A Literary Magazine in Support of the Jewish Community

Back to Issue Seventeen

 

"He Learned His Voice Could Not Destroy the World" by Richard Jeffrey Newman

He Learned His Voice Could Not Destroy the World

1

 

A bris, I read last night in God’s Phallus,

by Howard Eilberg-Schwartz,

is guarantee a naked Jewish man

is never naked of God’s commandments,

that his penis will shine, the Midrash says,

like the perfectly cut diamond

a queen puts on for her king’s eyes only,

which I guess is why this morning

I remembered yeshiva-bocher-stepping

with Yossi Weiser when I was twelve

back to the two-story house we’d been in

for Havdallah the night before. “Remember,”

he said, as we walked in the open front door,

“just like you weren’t mechalel Shabbos

when you left that twenty dollar bill in the wind,

be here now with proper kavanah,

and HaShem will wipe your slate clean.”

 

2

 

“When they placed you in your Uncle Max’s lap,”

my grandmother told me—I was seven years old

and wanted to know if it had hurt—“he put

a few drops of red wine on your lips

to keep you calm.” Then she gently pinched

a bit of belly flesh she knew would tickle.

“That’s what it felt like,” she laughed with me,

and since I had no reason to doubt her,

I was not prepared when the cut came

that Yossi and I were there to celebrate

for how the boy I assumed

would giggle as I had done

screamed, and,

as the kvatterin carried him

to where his mother waited,

silent with all the other women

on the floor above us,

kept on screaming,

and no doubt continued to scream

till the comfort she gave him with her body

helped him feel again at home in his.

 

Nor was I prepared for how,

as soon as the mohel did his job

and the boy’s pain filled the room,

the men started laughing and singing,

some of them clapping and dancing

in heavy steps that shook the walls—

Siman tov umazel tov umazel tov usiman tov!

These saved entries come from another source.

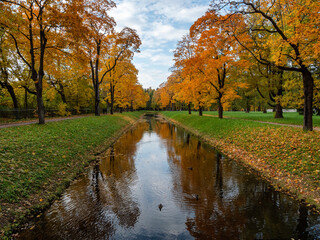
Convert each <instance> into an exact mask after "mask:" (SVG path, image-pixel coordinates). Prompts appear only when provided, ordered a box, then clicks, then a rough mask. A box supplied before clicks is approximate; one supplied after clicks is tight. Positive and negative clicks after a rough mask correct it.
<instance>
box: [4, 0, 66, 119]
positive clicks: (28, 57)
mask: <svg viewBox="0 0 320 240" xmlns="http://www.w3.org/2000/svg"><path fill="white" fill-rule="evenodd" d="M1 5H2V6H3V7H5V8H3V9H5V10H4V11H2V13H3V14H4V16H5V17H1V22H0V26H1V27H2V28H4V29H6V30H7V31H8V34H9V35H10V36H11V38H12V40H13V42H14V44H15V47H16V51H17V54H18V55H19V56H20V58H21V60H22V62H23V63H24V64H25V65H26V66H27V67H28V68H29V71H30V73H31V79H32V80H33V82H34V85H35V89H36V96H37V107H38V116H39V123H40V124H43V123H44V122H45V119H44V118H45V112H44V111H45V110H44V104H43V96H42V92H43V77H44V74H45V73H44V71H45V54H46V51H47V50H48V47H53V45H55V44H53V42H54V40H55V39H56V38H57V35H55V34H54V31H55V30H56V29H57V28H56V27H57V26H58V19H59V18H58V17H59V16H60V14H59V12H58V11H59V10H62V9H61V5H62V2H60V1H47V0H39V1H33V0H24V1H6V0H1ZM51 44H53V45H52V46H51Z"/></svg>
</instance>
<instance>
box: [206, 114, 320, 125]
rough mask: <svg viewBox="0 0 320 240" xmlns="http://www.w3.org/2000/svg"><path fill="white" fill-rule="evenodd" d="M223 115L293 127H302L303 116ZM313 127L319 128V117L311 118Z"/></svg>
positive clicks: (268, 114) (238, 114) (251, 114)
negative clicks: (280, 117)
mask: <svg viewBox="0 0 320 240" xmlns="http://www.w3.org/2000/svg"><path fill="white" fill-rule="evenodd" d="M204 114H207V115H212V116H216V117H218V112H216V111H212V112H204ZM223 115H224V116H225V117H226V118H239V119H246V120H254V121H263V122H274V123H283V124H294V125H303V115H300V114H299V113H297V112H296V113H290V112H289V113H288V112H285V113H283V117H284V118H278V119H276V118H274V113H272V112H271V113H262V112H250V113H245V112H224V113H223ZM313 125H314V126H315V127H320V116H313Z"/></svg>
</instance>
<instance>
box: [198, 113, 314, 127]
mask: <svg viewBox="0 0 320 240" xmlns="http://www.w3.org/2000/svg"><path fill="white" fill-rule="evenodd" d="M203 116H206V117H218V116H216V115H209V114H203ZM225 118H230V119H240V120H245V121H252V122H259V123H265V124H271V125H279V126H285V127H295V128H303V126H302V125H294V124H285V123H275V122H264V121H258V120H249V119H244V118H233V117H225ZM313 130H315V131H320V127H313Z"/></svg>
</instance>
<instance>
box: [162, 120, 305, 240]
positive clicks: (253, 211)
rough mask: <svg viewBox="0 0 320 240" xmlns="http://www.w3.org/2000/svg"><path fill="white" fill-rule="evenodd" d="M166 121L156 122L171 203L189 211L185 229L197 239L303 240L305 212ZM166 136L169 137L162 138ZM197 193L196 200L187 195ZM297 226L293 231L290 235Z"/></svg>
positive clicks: (199, 142) (196, 140)
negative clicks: (172, 202) (166, 169)
mask: <svg viewBox="0 0 320 240" xmlns="http://www.w3.org/2000/svg"><path fill="white" fill-rule="evenodd" d="M173 128H175V127H173V126H172V125H167V126H166V124H160V123H159V124H157V126H156V129H157V130H156V131H157V133H158V135H159V136H160V137H161V138H163V139H164V140H166V141H163V143H164V144H166V148H167V151H168V164H169V166H170V170H171V172H172V178H173V186H174V188H173V194H174V195H175V199H179V200H181V201H178V202H177V204H178V205H179V206H180V207H181V209H184V210H186V211H189V212H192V214H191V216H189V217H188V218H187V220H186V223H185V224H186V228H187V230H188V231H189V233H190V234H191V235H192V236H193V237H195V238H197V239H239V238H243V239H255V238H258V239H259V238H272V237H274V236H277V237H280V238H288V237H297V236H298V237H301V238H304V237H305V235H301V234H304V233H305V230H306V228H307V225H306V224H305V223H306V222H307V215H306V214H305V212H304V211H303V209H300V210H299V212H300V219H299V224H298V226H296V213H297V211H298V209H296V208H297V207H295V206H292V204H291V200H289V198H288V197H286V196H283V195H280V194H279V193H278V192H276V191H274V190H273V189H272V188H270V187H269V185H268V184H267V183H266V182H264V181H261V180H259V179H257V178H256V177H255V176H254V175H253V174H248V173H247V171H246V170H245V169H242V168H241V167H239V166H238V165H237V164H235V163H234V162H232V161H230V160H224V158H223V156H222V155H221V154H219V153H216V152H215V151H214V150H213V149H211V148H210V147H208V146H204V145H203V144H202V143H201V141H200V140H199V139H196V138H194V137H190V135H189V134H186V133H185V132H184V131H183V130H181V129H179V128H175V129H173ZM168 138H170V141H168V140H167V139H168ZM195 195H198V196H199V201H197V200H196V199H195V198H194V197H193V196H195ZM296 228H297V234H294V233H292V232H293V230H294V229H296Z"/></svg>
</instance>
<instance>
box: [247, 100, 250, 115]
mask: <svg viewBox="0 0 320 240" xmlns="http://www.w3.org/2000/svg"><path fill="white" fill-rule="evenodd" d="M246 105H247V106H246V113H249V112H250V102H249V99H248V98H247V99H246Z"/></svg>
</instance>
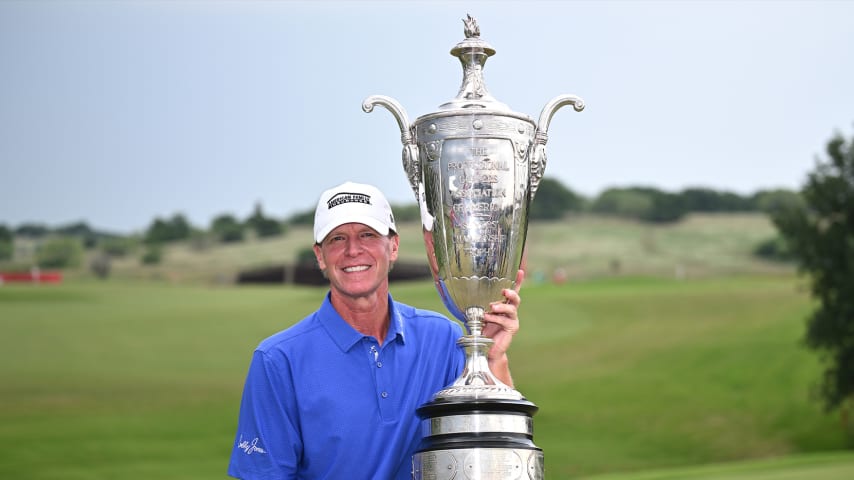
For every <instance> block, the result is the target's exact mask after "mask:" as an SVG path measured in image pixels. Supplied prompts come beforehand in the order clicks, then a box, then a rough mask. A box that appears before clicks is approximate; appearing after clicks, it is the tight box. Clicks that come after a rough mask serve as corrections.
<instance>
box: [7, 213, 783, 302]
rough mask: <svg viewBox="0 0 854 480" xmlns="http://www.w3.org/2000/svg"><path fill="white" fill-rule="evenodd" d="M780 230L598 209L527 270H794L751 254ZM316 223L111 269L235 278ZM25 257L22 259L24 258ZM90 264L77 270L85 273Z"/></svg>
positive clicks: (276, 258)
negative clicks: (665, 220) (272, 233)
mask: <svg viewBox="0 0 854 480" xmlns="http://www.w3.org/2000/svg"><path fill="white" fill-rule="evenodd" d="M399 227H400V238H401V248H400V256H401V260H402V261H409V262H425V259H426V254H425V253H424V244H423V241H422V234H421V225H420V223H417V222H416V223H405V224H400V225H399ZM774 235H775V230H774V226H773V225H772V224H771V222H770V221H769V220H768V218H767V216H765V215H763V214H759V213H744V214H705V215H702V214H694V215H690V216H688V217H686V218H685V219H684V220H682V221H680V222H678V223H673V224H650V223H642V222H637V221H631V220H620V219H613V218H608V217H598V216H577V217H569V218H567V219H565V220H562V221H559V222H531V224H530V226H529V229H528V269H529V272H530V274H531V277H532V278H533V277H535V276H536V277H543V278H548V277H551V276H552V274H553V273H554V271H555V270H556V269H562V270H564V271H565V272H566V273H567V274H568V275H569V277H570V278H572V279H591V278H599V277H603V276H612V275H614V274H615V273H616V274H620V275H643V276H659V277H670V278H674V277H680V278H699V277H709V276H720V275H732V274H744V273H777V274H779V273H783V272H791V270H792V267H791V266H789V265H780V264H775V263H769V262H764V261H761V260H759V259H757V258H756V257H754V256H753V255H752V251H753V249H754V248H755V247H756V246H757V245H758V244H759V243H760V242H762V241H764V240H766V239H768V238H771V237H773V236H774ZM311 237H312V233H311V228H310V227H304V226H302V227H300V226H297V227H293V228H291V229H289V231H288V232H287V233H286V234H285V235H283V236H280V237H274V238H266V239H249V240H247V241H246V242H243V243H238V244H229V245H207V246H199V245H194V244H193V243H192V242H189V243H177V244H173V245H169V246H167V247H166V248H165V249H164V254H163V260H162V263H161V264H160V265H154V266H141V265H140V263H139V255H140V252H136V253H135V254H134V255H129V256H127V257H126V258H121V259H114V260H113V263H112V266H113V272H112V276H113V277H115V278H126V279H155V280H167V281H171V282H173V283H207V284H214V285H216V284H224V283H231V282H232V281H233V279H234V278H235V277H236V275H237V274H238V272H240V271H241V270H243V269H247V268H253V267H259V266H268V265H283V264H290V263H293V262H294V260H295V259H296V257H297V253H298V252H299V251H300V250H303V249H305V248H307V247H310V246H311V244H312V238H311ZM19 260H20V261H23V260H22V259H19ZM85 265H88V262H84V268H83V269H82V270H81V272H78V274H80V273H83V274H85Z"/></svg>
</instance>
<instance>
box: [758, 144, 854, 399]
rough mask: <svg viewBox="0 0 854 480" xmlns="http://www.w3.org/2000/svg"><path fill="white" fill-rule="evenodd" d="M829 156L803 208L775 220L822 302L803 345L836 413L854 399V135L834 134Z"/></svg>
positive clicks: (776, 223) (807, 180)
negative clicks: (843, 134) (847, 136)
mask: <svg viewBox="0 0 854 480" xmlns="http://www.w3.org/2000/svg"><path fill="white" fill-rule="evenodd" d="M827 155H828V157H829V159H828V160H827V161H821V160H818V161H817V162H816V166H815V170H813V171H812V172H811V173H810V174H809V176H808V178H807V182H806V185H805V186H804V187H803V189H802V191H801V194H802V197H803V200H804V203H805V206H798V205H797V204H791V205H786V206H784V207H781V208H779V209H777V210H775V211H774V212H773V213H772V220H773V221H774V224H775V225H776V226H777V228H778V229H779V231H780V233H781V235H783V237H784V238H785V240H786V243H787V245H788V248H789V251H790V253H791V254H792V256H793V257H794V258H795V260H796V261H797V262H798V265H799V267H800V269H801V271H802V272H804V273H806V274H807V275H809V278H810V283H811V285H810V287H811V293H812V295H813V297H814V298H815V299H817V300H818V307H817V308H816V309H815V310H814V311H813V312H812V314H811V315H810V317H809V319H808V322H807V331H806V335H805V342H806V344H807V345H808V346H809V347H811V348H812V349H814V350H817V351H818V352H819V353H820V354H822V356H823V359H824V360H825V371H824V375H823V378H822V382H821V389H820V393H821V396H822V399H823V401H824V404H825V407H826V408H827V409H828V410H833V409H835V408H838V407H840V406H841V405H842V404H843V403H844V402H845V401H846V400H851V399H854V293H853V292H854V137H852V139H851V141H847V142H846V141H845V139H844V138H843V137H842V135H841V134H837V135H835V136H834V137H833V138H832V139H831V140H830V141H829V142H828V144H827Z"/></svg>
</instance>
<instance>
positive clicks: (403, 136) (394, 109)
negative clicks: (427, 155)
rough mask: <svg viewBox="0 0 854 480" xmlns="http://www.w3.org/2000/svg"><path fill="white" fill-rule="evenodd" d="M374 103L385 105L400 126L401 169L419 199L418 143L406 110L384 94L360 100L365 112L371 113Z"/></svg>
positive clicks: (398, 126) (414, 192)
mask: <svg viewBox="0 0 854 480" xmlns="http://www.w3.org/2000/svg"><path fill="white" fill-rule="evenodd" d="M375 105H382V106H383V107H385V108H386V109H387V110H388V111H389V112H391V114H392V115H393V116H394V118H395V120H397V126H398V127H400V143H402V144H403V151H402V152H401V157H402V160H403V169H404V170H405V171H406V176H407V178H408V179H409V185H410V187H412V191H413V193H415V198H416V199H417V200H420V198H419V193H418V184H419V183H420V182H421V162H420V160H419V157H418V145H417V144H416V143H415V138H414V137H415V136H414V135H413V134H412V127H411V126H410V125H409V118H408V117H407V116H406V110H404V109H403V107H402V106H400V103H398V102H397V100H395V99H393V98H391V97H386V96H385V95H371V96H370V97H368V98H366V99H365V100H364V101H363V102H362V110H364V111H365V113H371V112H372V111H373V110H374V106H375Z"/></svg>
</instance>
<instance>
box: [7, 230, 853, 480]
mask: <svg viewBox="0 0 854 480" xmlns="http://www.w3.org/2000/svg"><path fill="white" fill-rule="evenodd" d="M417 227H418V226H417V225H407V226H404V227H402V229H401V230H402V232H401V235H402V242H401V245H402V246H401V248H402V251H403V252H405V258H406V259H410V258H411V259H419V258H421V257H423V247H422V246H421V245H420V243H419V241H420V236H419V235H418V234H417ZM529 231H530V234H529V243H528V259H527V261H528V264H527V265H528V277H527V279H526V281H525V283H524V286H523V288H522V298H523V302H522V306H521V307H520V317H521V322H522V327H521V330H520V332H519V334H518V335H517V336H516V337H515V339H514V342H513V346H512V348H511V351H510V357H511V366H512V371H513V376H514V379H515V384H516V385H515V386H516V388H517V389H518V390H519V391H520V392H522V393H523V394H524V395H525V396H526V397H527V398H528V399H529V400H531V401H533V402H534V403H536V404H537V405H538V406H539V408H540V410H539V412H538V413H537V414H536V415H535V417H534V431H535V436H534V442H535V443H536V444H537V445H538V446H539V447H541V448H542V449H543V451H544V454H545V465H546V477H547V478H550V479H596V480H606V479H608V480H628V479H635V480H652V479H704V480H713V479H714V480H717V479H728V480H748V479H749V480H760V479H761V480H783V479H786V480H789V479H811V480H812V479H815V480H835V479H849V478H854V450H852V446H854V425H853V424H852V422H854V420H847V422H846V421H845V419H844V418H843V416H842V415H841V414H840V412H830V413H828V412H825V411H823V409H822V405H821V402H820V401H819V399H818V398H817V397H816V396H815V394H814V390H815V387H816V384H817V381H818V380H819V378H820V375H821V372H822V364H821V359H820V357H819V356H818V355H817V354H816V352H813V351H810V350H809V349H807V348H806V347H805V346H804V345H803V342H802V338H803V333H804V328H805V320H806V317H807V316H808V314H809V312H810V311H811V310H812V308H813V307H814V304H813V300H812V299H811V298H810V296H809V282H808V279H807V278H804V277H803V276H800V275H798V273H797V272H796V271H795V268H794V266H793V265H788V264H776V263H771V262H767V261H763V260H760V259H758V258H756V257H754V256H753V255H752V251H753V249H754V247H755V246H756V244H757V243H758V242H760V241H762V240H764V239H766V238H768V237H769V236H771V235H773V233H774V232H773V227H772V226H771V225H770V223H769V222H768V221H767V219H765V217H764V216H761V215H760V214H752V215H747V214H744V215H719V216H714V215H709V216H705V217H702V216H692V217H689V218H686V219H685V220H682V221H681V222H679V223H677V224H668V225H661V226H650V225H647V224H641V223H638V222H631V221H619V220H612V219H595V218H582V219H575V220H572V221H568V222H554V223H532V224H531V226H530V230H529ZM309 239H310V234H309V233H308V232H307V231H291V232H288V233H287V234H286V235H285V236H284V237H282V238H280V239H276V240H267V241H260V240H259V241H254V242H247V243H246V244H245V245H241V246H239V247H235V246H229V247H216V248H208V249H204V250H194V249H193V248H191V246H188V245H176V246H174V247H170V250H168V251H166V252H165V255H164V261H163V262H162V263H161V264H159V265H156V266H141V265H140V264H139V262H138V261H137V260H135V259H132V258H128V259H121V260H116V261H115V262H114V264H113V270H112V274H111V275H110V276H109V277H108V278H106V279H98V278H95V277H94V276H92V275H91V274H88V273H87V272H86V271H85V270H84V269H81V271H76V272H75V271H72V272H66V275H65V278H64V280H63V282H61V283H59V284H51V285H48V284H41V285H39V284H12V283H8V284H5V285H2V286H0V326H1V327H2V332H3V333H2V335H0V379H2V382H0V445H2V448H0V478H3V479H5V478H9V479H13V478H14V479H39V480H47V479H56V480H59V479H62V480H76V479H81V480H82V479H113V478H115V479H124V480H135V479H150V478H158V479H186V480H192V479H225V478H226V475H225V471H226V466H227V463H228V457H229V455H230V452H231V448H232V443H233V440H234V433H235V428H236V423H237V411H238V406H239V402H240V396H241V390H242V386H243V380H244V376H245V374H246V370H247V367H248V365H249V360H250V356H251V353H252V350H253V349H254V347H255V346H256V345H257V344H258V342H259V341H260V340H262V339H263V338H265V337H267V336H269V335H271V334H273V333H275V332H277V331H280V330H282V329H284V328H287V327H288V326H289V325H291V324H293V323H294V322H296V321H298V320H299V319H301V318H303V317H304V316H305V315H307V314H308V313H310V312H312V311H313V310H315V309H316V308H317V306H318V305H319V302H320V301H321V298H322V296H323V295H324V294H325V292H326V288H325V287H307V286H297V285H282V284H276V285H252V286H237V285H235V284H234V283H233V282H231V281H230V279H231V278H233V276H234V273H235V272H236V270H237V269H238V268H240V267H241V266H252V265H260V264H264V263H271V262H277V261H283V262H284V261H291V260H292V259H293V258H294V255H295V253H296V249H298V248H302V247H305V246H308V245H310V240H309ZM558 271H560V273H561V275H560V276H557V275H556V272H558ZM391 291H392V294H393V296H394V297H395V299H396V300H400V301H403V302H406V303H410V304H414V305H418V306H420V307H424V308H429V309H433V310H437V311H440V312H444V311H445V309H444V307H443V306H442V304H441V302H440V300H439V298H438V296H437V294H436V292H435V290H434V288H433V285H432V282H430V281H410V282H398V283H393V284H392V286H391ZM353 414H354V415H357V414H358V412H353ZM354 478H371V475H370V472H365V474H364V475H358V476H355V477H354Z"/></svg>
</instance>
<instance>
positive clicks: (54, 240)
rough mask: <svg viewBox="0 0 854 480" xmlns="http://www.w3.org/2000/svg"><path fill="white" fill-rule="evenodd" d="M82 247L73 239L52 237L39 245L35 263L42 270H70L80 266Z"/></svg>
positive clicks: (82, 255) (77, 241)
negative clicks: (59, 268) (68, 269)
mask: <svg viewBox="0 0 854 480" xmlns="http://www.w3.org/2000/svg"><path fill="white" fill-rule="evenodd" d="M82 258H83V245H82V244H81V243H80V239H78V238H74V237H52V238H49V239H48V240H46V241H45V242H44V243H42V244H41V245H39V247H38V249H37V250H36V261H37V262H38V264H39V266H40V267H42V268H72V267H77V266H79V265H80V260H81V259H82Z"/></svg>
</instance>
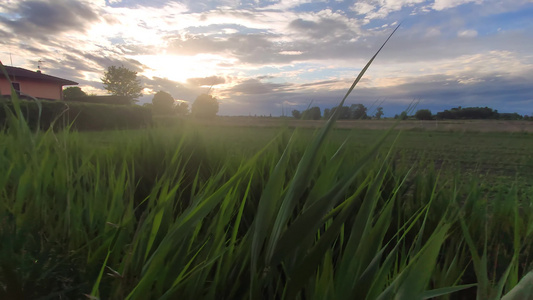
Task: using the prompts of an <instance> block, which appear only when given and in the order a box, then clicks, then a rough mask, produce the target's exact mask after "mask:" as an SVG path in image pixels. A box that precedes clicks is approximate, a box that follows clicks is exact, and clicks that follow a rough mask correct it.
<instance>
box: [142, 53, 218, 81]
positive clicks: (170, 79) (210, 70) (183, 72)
mask: <svg viewBox="0 0 533 300" xmlns="http://www.w3.org/2000/svg"><path fill="white" fill-rule="evenodd" d="M132 58H134V59H136V60H138V61H139V62H141V63H142V64H144V65H147V66H150V67H151V69H145V70H144V72H143V73H144V75H145V76H147V77H151V78H153V77H160V78H166V79H169V80H173V81H178V82H182V83H185V82H187V79H189V78H204V77H209V76H223V75H224V74H222V72H221V71H222V70H221V69H219V68H217V65H218V64H220V63H223V62H226V61H227V60H226V59H224V58H222V57H220V56H216V55H205V54H198V55H195V56H177V55H167V54H162V55H142V56H135V57H132Z"/></svg>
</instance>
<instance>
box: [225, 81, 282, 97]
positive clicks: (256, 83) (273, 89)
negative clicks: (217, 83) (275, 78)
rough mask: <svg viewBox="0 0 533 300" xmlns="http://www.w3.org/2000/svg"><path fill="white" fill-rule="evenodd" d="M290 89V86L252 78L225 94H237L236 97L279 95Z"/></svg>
mask: <svg viewBox="0 0 533 300" xmlns="http://www.w3.org/2000/svg"><path fill="white" fill-rule="evenodd" d="M288 87H290V84H280V83H269V82H262V81H261V80H259V79H255V78H250V79H246V80H244V81H242V82H240V83H239V84H237V85H235V86H233V87H231V88H229V89H227V90H226V91H225V93H228V94H229V95H230V96H231V95H232V94H236V95H258V94H274V93H279V92H281V91H287V88H288Z"/></svg>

or for Yossi’s hand on my shoulder

pushing me to join in,

or how I allowed myself,

like that money I let the wind keep,

to be swept along,

shaking the hands held out to me:

the father’s, the sandek’s,

the man from the previous night’s Havdallah,

who smiled like I could be his own son,

each of us now doubly beautified,

making our way to the dining room,

where the seudah the women had set for us

awaited our collective hunger.

 

 

 

 

Notes:

 

God’s Phallus by Howard Eilberg-Schwartz (Beacon Press 1994)

 

Bris: Jewish ritual circumcision.

 

Yeshiva-bocher-stepping: A yeshiva bocher is a boy studying in yeshiva; when I was in yeshiva we were expected always to walk quickly and purposefully, as if we were rushing to fulfill God’s commandments.

 

Havdallah: The ceremony that marks the end of Shabbat and a return to the regular week.

 

Mechalel Shabbos: In violation of Sabbath law.

 

Kavanah: Intention; you are supposed to perform God’s commandments with a proactive intention to do so.

 

Kvatterin: Literally messengers, the people who carry the Jewish boy about to be circumcised from his mother’s arms to where the procedure will actually be performed.

 

Sandek: The man who is honored with the privilege of holding the boy in his lap while he is being circumcised.

 

Seudah: A meal prepared for a special occasion, like a circumcision, or for a Jewish holiday.

Richard Jeffrey Newman

Richard Jeffrey Newman has published three books of poetry, T’shuvah (Fernwood Press 2023), Words for What Those Men Have Done (Guernica Editions 2017) and The Silence of Men (CavanKerry Press 2006), as well as three books of translation from classical Persian poetry, Selections from Saadi’s Gulistan, Selections from Saadi’s Bustan (Global Scholarly Publications 2004 & 2006) and The Teller of Tales: Stories from Ferdowsi’s Shahnameh (Junction Press 2011). His essays have appeared in Salon, Majuscule, and Solstice, among other places. He curates the First Tuesdays reading series in Jackson Heights, NY. His website is www.richardjnewman.com.